Nonostante gli attriti fra i due Paesi dell'Est e l'Ue non siano proprio una novità, è la prima volta che Budapest e Varsavia pongono il veto all'interno del Consiglio europeo, per giunta su una questione di vitale importanza come i fondi comunitari. Al bilancio pluriennale, quest'anno, è legato anche il Recovery Fund, lo strumento finanziario dell'Ue per far fronte alla crisi economica e sanitaria causata dalla pandemia di Covid-19. Agli Stati membri, saranno distribuiti i 750 miliardi di euro previsti dal fondo congiunto, di cui 390 trasferiti in sovvenzioni e 360 in prestiti.

Sbloccare l’approvazione del Mff, pertanto, è fondamentale per tutti in Unione europea, la quale si sta trovando in un’impasse senza precedenti per la sua storia. Il Parlamento europeo ha già dichiarato che non è disposto a negoziare i termini dello stato di diritto con Budapest e Varsavia. I leader del Consiglio europeo, riunitosi virtualmente nella giornata di giovedì 19 novembre, sono tuttora alla ricerca di una soluzione diplomatica. Per riuscire a utilizzare almeno il Recovery Fund, infatti, l’unica alternativa a una ritrovata unanimità sarebbe quella di trasformare il fondo comunitario in uno strumento intergovernativo, che tuttavia si dimostrerebbe una procedura lunga e non risolverebbe il problema del ricatto di fondo da parte dei due Paesi dell’Est – spiega l’Istituto per gli studi di politica internazionale (Ispi).

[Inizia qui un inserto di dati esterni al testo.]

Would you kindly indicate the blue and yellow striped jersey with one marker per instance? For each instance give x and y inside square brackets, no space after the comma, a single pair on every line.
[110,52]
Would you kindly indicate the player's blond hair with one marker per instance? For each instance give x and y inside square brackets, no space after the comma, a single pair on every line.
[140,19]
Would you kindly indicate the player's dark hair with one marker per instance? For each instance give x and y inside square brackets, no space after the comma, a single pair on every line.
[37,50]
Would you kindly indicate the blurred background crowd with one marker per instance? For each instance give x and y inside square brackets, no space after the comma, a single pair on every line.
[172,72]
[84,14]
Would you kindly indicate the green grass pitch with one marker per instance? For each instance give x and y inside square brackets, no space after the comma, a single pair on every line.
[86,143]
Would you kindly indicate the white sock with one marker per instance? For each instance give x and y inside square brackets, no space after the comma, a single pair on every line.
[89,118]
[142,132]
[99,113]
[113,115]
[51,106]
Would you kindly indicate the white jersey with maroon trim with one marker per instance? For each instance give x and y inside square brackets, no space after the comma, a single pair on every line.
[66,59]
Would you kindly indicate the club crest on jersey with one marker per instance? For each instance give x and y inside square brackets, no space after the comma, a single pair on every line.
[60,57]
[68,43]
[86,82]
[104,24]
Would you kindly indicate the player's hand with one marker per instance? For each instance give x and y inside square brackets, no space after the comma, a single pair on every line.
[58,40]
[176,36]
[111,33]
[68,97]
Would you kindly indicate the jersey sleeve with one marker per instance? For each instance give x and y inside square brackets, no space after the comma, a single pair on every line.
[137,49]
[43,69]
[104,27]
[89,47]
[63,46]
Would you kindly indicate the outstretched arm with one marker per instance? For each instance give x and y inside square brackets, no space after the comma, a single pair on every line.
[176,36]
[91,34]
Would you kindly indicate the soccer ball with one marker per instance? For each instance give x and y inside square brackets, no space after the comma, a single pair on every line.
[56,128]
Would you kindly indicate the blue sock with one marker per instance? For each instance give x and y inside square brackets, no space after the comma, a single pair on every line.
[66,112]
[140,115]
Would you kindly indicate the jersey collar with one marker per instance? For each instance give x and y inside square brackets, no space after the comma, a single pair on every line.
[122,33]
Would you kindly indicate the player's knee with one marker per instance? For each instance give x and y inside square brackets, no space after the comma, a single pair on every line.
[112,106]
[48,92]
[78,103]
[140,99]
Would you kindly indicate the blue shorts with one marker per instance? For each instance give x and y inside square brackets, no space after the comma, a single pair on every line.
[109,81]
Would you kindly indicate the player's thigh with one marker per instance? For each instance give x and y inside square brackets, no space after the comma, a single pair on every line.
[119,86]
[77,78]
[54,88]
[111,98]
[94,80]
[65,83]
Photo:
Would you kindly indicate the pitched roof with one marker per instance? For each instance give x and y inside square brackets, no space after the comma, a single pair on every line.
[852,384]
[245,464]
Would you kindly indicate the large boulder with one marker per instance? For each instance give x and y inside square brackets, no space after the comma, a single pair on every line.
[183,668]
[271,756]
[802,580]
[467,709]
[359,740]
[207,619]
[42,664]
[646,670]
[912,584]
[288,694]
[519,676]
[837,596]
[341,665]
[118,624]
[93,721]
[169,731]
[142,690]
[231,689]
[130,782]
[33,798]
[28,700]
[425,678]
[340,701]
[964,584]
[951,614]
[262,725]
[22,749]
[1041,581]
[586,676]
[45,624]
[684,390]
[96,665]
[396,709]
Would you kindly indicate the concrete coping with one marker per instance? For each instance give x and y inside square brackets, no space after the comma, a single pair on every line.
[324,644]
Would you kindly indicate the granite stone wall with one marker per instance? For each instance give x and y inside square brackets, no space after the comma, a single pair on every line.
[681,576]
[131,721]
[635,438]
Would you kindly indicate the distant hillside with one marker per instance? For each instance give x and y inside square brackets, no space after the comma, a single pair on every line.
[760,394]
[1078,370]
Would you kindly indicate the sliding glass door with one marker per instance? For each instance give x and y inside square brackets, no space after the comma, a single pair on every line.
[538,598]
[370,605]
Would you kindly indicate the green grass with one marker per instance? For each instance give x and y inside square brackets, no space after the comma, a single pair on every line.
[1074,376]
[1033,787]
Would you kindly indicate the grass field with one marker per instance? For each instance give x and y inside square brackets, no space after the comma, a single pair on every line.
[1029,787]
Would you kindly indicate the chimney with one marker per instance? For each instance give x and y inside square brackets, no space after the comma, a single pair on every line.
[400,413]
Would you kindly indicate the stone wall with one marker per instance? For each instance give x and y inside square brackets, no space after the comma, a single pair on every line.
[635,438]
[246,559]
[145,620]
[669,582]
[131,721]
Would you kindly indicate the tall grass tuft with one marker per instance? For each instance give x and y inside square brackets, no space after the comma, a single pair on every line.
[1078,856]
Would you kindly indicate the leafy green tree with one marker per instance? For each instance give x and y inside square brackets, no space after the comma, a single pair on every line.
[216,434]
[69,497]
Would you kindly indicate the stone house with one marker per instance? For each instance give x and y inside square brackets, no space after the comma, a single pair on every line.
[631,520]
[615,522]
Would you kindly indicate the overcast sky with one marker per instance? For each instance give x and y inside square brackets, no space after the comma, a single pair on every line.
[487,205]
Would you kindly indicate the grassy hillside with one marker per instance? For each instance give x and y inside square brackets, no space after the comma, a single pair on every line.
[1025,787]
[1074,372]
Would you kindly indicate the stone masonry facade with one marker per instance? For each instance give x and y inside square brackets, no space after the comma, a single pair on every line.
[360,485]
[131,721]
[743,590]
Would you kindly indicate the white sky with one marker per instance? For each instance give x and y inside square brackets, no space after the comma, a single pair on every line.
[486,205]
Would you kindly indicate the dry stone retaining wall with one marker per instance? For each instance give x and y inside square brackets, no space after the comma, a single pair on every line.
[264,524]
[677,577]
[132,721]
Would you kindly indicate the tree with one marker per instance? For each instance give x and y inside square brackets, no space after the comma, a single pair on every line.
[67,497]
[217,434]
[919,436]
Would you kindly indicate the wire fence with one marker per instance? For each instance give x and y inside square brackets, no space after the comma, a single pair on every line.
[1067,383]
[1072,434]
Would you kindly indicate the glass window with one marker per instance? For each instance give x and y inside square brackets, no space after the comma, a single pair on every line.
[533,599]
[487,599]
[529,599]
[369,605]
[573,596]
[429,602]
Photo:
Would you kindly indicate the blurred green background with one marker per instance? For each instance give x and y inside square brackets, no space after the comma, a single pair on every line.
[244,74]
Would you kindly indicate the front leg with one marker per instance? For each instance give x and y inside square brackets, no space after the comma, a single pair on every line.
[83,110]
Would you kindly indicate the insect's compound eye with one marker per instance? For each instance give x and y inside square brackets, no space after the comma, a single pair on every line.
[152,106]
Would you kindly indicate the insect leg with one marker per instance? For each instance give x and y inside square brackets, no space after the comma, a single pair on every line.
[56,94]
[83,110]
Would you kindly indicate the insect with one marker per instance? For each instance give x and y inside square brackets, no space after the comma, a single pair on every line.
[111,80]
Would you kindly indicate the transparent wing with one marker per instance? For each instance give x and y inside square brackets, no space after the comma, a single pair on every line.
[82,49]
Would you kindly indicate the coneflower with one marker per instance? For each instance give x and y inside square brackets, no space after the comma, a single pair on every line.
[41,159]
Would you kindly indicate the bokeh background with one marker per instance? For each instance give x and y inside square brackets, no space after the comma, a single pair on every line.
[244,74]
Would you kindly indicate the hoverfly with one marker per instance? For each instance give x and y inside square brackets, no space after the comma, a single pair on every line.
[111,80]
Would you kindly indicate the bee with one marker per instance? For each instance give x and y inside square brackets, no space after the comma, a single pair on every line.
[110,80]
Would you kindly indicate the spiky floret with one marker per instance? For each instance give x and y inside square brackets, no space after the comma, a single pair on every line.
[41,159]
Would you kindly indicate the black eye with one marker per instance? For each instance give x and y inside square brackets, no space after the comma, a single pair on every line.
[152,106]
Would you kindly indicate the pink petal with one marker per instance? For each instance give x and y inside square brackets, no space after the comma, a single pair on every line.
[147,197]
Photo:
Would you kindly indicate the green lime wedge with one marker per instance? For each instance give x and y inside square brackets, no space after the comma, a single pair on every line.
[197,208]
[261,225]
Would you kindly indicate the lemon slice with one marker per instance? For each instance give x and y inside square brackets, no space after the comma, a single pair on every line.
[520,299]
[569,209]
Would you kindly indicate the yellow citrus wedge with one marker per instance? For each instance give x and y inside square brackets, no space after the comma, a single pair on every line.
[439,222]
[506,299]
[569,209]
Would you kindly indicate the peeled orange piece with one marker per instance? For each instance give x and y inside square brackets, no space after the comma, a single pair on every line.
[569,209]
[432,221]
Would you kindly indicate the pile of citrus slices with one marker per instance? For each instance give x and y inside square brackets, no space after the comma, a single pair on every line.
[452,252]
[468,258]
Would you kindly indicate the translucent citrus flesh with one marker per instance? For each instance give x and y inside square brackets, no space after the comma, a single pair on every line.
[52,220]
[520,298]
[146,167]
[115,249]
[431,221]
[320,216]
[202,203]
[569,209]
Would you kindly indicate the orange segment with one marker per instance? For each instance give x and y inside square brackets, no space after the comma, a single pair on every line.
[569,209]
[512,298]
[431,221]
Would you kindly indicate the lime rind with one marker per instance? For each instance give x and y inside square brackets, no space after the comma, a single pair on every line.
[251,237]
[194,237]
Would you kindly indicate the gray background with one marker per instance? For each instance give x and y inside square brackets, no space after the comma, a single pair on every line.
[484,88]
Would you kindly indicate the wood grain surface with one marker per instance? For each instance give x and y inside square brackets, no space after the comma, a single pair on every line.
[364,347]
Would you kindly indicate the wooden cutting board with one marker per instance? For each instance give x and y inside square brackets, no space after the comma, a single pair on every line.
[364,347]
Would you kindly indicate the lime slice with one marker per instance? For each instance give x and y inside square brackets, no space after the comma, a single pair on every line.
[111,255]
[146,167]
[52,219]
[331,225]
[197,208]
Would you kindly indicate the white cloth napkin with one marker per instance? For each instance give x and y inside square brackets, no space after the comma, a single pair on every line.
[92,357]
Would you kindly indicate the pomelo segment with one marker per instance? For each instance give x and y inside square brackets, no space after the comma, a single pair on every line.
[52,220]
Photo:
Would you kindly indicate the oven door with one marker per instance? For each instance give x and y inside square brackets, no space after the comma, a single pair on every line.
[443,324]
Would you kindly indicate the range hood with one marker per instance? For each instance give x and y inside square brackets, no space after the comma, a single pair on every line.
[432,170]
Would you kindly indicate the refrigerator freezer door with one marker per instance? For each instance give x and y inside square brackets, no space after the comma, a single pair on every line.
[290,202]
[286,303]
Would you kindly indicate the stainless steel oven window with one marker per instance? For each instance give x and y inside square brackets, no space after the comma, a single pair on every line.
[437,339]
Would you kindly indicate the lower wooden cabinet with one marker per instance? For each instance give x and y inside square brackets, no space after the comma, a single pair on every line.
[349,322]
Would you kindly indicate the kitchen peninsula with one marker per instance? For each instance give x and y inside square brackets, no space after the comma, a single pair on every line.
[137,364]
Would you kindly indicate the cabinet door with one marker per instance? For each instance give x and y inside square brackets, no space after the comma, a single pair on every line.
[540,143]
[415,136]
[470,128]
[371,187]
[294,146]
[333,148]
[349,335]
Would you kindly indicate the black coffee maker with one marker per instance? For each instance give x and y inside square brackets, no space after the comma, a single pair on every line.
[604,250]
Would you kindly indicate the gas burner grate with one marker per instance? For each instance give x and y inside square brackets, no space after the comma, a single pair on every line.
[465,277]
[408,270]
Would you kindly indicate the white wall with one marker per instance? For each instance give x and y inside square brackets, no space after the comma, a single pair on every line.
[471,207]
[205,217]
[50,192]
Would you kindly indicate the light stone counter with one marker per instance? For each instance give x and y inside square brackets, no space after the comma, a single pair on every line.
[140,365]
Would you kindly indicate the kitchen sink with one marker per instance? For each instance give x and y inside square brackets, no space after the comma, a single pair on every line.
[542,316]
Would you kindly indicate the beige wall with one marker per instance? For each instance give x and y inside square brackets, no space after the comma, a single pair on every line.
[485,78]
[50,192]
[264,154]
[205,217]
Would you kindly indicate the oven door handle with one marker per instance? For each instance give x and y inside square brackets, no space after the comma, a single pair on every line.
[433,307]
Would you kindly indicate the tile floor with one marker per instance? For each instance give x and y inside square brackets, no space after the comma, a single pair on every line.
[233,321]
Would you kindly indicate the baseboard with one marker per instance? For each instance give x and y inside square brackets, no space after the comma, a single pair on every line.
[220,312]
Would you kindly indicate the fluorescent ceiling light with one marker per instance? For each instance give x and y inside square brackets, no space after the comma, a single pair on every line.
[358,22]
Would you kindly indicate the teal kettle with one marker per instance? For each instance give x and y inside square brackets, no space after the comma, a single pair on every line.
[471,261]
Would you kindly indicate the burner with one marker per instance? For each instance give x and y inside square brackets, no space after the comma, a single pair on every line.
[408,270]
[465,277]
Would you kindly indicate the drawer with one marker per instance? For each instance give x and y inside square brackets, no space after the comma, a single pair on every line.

Sul fronte sanitario, l'Unione europea non ha alcuna intenzione di fermare i due vaccini. L'Ema potrebbe dare il via libera alla loro commercializzazione nella seconda metà di dicembre. Sempre se non dovessero emergere problemi, ha fatto capire la presidente della commissione Ue, Ursula von der Leyen.

Capitolo debiti. La presidente della Banca centrale europea, Christine Lagarde, è stata chiara nel rispondere indirettamente alla proposta avanzata dal presidente dell'Europarlamento David Sassoli: "Leggo sempre con interesse tutto quello che dicono i rappresentanti del Parlamento Ue e soprattutto i presidenti, la mia risposta è molto corta: tutto quello che va in quella direzione è contro i trattati, c'è l'articolo 103 che proibisce quel tipo di approccio e io rispetto i trattati". Dunque, semaforo rosso alla cancellazione del debito contratto dai vari Paesi con la Bce.